“Ve seni yol bilmez iken, doğru yola yöneltip iletmedi mi?”
(Duha; 7)
-3-
“Git!” diyordu içinden bir ses. “Git!”
Bütün benliğini kaplıyordu, kaplamıştı bu ses. Bu ses
öyle candan, öyle içten, öyle samimi bir sesti ki; ürkmemişti. Hem kendi
sesinden farklıydı bu ses, hem farksızdı kendi sesinden. Farklıydı içinin
derinliklerinden kopup bütün benliğini saran bu ses. Kendi sesini hiç bu denli
ateşli, bu denli hevesli, bu denli şedit görmemişti, duymamıştı. Sanki bu ses
sabırsızdı. Sabırsızlık pınarından beslenmiş gibiydi bu ses.

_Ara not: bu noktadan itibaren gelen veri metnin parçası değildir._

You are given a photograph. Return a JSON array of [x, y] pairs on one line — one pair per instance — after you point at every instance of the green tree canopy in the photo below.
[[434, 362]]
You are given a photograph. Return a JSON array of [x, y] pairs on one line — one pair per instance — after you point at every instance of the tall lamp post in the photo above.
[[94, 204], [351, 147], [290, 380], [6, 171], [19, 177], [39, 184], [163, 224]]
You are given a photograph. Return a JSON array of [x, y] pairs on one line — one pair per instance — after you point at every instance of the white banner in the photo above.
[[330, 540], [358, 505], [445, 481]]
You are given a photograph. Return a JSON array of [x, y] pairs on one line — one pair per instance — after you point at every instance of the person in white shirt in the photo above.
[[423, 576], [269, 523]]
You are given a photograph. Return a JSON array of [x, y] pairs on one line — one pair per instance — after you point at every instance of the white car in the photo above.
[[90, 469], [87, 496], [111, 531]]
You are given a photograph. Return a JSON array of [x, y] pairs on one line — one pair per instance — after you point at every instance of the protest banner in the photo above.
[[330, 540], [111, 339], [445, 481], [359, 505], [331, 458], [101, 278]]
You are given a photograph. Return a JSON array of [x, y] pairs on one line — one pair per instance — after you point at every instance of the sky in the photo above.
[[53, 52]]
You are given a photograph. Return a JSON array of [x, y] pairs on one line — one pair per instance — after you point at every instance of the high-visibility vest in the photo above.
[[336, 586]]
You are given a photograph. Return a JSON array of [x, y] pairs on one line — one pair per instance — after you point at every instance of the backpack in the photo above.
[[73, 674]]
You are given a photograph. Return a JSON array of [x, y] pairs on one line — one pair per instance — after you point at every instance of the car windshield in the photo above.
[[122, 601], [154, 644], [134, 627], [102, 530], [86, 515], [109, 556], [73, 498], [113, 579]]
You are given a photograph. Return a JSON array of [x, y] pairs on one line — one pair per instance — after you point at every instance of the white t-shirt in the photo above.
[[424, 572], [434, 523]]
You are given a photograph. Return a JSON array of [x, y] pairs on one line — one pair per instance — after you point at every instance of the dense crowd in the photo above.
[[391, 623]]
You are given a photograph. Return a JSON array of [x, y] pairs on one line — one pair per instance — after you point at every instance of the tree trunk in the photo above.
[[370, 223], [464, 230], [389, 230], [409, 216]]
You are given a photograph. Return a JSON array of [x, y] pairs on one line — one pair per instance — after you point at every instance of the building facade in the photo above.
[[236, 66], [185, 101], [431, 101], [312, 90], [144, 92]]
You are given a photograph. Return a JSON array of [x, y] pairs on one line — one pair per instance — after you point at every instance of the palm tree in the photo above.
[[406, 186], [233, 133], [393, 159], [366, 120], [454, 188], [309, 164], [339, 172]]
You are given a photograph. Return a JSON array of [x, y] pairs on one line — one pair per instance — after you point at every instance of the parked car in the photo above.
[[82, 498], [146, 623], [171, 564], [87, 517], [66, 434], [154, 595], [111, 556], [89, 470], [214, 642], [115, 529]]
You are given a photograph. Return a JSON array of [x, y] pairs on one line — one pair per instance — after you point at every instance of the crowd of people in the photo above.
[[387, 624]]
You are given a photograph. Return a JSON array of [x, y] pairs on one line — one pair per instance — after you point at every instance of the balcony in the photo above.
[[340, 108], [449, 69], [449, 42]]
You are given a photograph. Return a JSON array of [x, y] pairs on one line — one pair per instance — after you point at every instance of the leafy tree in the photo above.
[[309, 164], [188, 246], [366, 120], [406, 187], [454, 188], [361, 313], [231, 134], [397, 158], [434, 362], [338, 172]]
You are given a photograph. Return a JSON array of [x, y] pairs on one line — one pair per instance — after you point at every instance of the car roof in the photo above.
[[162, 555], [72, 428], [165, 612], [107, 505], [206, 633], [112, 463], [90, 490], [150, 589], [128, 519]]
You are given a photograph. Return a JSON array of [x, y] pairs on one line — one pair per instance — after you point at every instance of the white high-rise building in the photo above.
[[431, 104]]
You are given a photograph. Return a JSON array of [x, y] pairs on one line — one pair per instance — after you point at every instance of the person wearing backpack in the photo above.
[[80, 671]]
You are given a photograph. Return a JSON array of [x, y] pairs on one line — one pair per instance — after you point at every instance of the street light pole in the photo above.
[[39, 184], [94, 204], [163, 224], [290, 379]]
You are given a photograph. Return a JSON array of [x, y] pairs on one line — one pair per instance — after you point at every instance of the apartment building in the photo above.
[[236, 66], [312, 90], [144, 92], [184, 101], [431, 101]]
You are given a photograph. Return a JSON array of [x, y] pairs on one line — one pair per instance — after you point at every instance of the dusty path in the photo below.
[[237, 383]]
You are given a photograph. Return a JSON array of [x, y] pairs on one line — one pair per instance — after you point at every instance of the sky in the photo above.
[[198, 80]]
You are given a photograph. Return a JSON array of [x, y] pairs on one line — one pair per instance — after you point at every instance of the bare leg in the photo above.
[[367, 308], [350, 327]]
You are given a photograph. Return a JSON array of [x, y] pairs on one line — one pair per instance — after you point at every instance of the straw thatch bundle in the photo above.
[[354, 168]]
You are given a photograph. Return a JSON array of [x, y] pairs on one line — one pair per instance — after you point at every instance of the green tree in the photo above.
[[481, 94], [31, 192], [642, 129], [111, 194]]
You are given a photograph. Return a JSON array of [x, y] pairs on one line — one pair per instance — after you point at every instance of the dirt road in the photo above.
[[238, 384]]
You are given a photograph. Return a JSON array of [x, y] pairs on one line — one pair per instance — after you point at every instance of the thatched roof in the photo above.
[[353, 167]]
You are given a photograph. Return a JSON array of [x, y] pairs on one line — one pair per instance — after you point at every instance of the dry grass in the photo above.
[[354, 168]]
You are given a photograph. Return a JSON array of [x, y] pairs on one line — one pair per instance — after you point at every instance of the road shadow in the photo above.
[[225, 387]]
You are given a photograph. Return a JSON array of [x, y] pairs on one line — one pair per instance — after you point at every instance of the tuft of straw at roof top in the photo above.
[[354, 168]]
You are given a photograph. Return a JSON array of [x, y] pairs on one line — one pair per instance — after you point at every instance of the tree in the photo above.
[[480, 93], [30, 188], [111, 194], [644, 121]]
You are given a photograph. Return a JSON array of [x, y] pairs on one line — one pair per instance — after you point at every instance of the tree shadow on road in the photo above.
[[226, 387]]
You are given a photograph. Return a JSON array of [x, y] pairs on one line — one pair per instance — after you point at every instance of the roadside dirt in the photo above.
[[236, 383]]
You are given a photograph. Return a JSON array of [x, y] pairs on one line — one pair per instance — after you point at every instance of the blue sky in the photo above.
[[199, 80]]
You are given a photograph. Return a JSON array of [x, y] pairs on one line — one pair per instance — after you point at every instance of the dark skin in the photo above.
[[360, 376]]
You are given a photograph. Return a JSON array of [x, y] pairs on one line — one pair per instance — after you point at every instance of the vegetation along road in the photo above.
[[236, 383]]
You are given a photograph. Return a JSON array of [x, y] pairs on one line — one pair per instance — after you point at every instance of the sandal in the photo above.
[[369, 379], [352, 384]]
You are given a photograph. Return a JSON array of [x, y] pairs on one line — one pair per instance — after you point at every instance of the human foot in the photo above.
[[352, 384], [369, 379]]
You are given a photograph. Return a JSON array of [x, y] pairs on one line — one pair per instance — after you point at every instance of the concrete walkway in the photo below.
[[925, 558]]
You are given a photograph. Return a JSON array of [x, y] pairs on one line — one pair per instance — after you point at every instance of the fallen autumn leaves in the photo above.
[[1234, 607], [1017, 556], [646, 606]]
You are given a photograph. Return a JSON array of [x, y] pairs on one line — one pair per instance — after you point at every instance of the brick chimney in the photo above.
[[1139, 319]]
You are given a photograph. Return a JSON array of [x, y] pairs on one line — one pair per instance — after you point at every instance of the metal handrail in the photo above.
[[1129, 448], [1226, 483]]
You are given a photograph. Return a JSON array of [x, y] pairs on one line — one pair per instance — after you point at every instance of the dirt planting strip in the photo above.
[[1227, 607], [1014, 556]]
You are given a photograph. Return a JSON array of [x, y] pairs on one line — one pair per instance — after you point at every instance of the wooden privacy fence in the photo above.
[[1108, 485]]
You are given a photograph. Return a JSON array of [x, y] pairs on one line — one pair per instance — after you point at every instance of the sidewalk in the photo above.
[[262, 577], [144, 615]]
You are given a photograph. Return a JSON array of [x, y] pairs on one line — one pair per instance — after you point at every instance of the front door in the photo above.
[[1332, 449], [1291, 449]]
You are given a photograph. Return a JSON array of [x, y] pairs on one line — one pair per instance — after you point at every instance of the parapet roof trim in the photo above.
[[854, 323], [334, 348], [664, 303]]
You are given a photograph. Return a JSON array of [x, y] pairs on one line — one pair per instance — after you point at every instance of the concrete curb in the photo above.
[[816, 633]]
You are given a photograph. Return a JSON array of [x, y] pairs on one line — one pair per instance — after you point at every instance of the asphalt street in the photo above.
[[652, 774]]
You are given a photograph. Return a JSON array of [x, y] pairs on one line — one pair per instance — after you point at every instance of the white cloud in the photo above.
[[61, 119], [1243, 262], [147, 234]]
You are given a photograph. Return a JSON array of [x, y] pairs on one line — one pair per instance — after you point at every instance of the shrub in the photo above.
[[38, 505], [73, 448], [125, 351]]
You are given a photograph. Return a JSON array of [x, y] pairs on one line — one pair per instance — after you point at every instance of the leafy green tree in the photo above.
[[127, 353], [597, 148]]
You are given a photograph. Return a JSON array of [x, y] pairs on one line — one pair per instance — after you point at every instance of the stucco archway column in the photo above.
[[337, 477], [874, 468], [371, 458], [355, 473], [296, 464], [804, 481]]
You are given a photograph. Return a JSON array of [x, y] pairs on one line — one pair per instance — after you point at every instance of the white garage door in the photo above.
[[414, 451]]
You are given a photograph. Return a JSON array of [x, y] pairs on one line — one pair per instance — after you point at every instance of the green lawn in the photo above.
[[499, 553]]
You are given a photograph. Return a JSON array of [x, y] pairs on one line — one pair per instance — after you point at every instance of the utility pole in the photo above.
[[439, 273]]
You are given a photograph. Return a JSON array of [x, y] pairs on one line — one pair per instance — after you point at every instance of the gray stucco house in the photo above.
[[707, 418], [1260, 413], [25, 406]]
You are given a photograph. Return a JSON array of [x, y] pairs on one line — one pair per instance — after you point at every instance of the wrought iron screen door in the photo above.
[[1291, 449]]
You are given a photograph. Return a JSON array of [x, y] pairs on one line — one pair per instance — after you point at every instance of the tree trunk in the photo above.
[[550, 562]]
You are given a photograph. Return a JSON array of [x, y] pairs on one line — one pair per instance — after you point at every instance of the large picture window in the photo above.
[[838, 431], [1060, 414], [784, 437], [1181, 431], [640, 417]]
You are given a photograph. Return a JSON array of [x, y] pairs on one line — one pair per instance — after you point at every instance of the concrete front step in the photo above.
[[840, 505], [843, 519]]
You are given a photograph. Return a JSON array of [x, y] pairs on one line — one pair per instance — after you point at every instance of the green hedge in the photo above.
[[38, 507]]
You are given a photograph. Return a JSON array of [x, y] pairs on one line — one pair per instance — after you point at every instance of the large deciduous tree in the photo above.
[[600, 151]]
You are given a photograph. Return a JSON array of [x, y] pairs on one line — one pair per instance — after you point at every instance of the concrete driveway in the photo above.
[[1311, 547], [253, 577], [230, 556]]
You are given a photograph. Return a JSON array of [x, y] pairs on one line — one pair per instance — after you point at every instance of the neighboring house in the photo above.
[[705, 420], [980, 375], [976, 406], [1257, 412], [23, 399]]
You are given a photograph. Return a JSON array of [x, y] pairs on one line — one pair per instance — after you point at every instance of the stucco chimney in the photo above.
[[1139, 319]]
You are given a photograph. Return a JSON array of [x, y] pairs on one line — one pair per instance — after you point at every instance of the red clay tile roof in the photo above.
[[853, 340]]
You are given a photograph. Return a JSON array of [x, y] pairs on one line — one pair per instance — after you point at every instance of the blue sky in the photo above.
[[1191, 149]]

Yok! Hayır! Bu ses kendi sesiydi. Sabırla beslenmiş
bir sesti. Sabır pınarından kana kana içmiş olan kendi sesiydi. Evet kendi sesiydi, kendi sesinden öte bir şey
değildi bu ses. Aşinaydı bu sese. Bu sesle hasbıhal etmişti kendini bildi
bileli. Bu sesle büyümüştü. Bu sesten emmişti gıdasını. Derinliklerinden
kaynayan, coşan bir sesti bu. Kendi sesiydi. Hem kendi sesiydi hem değil. Tüm
çaresizlerin sesiydi bu yüzden garipsememişti sabırsız gibi gelişini. Sabırsızlığı
andırışı bu yüzdendi, bu nedenle garipsememişti. Tüm öksüzlerin, tüm yetimlerin
sesiydi bu yüzden ürkmemişti.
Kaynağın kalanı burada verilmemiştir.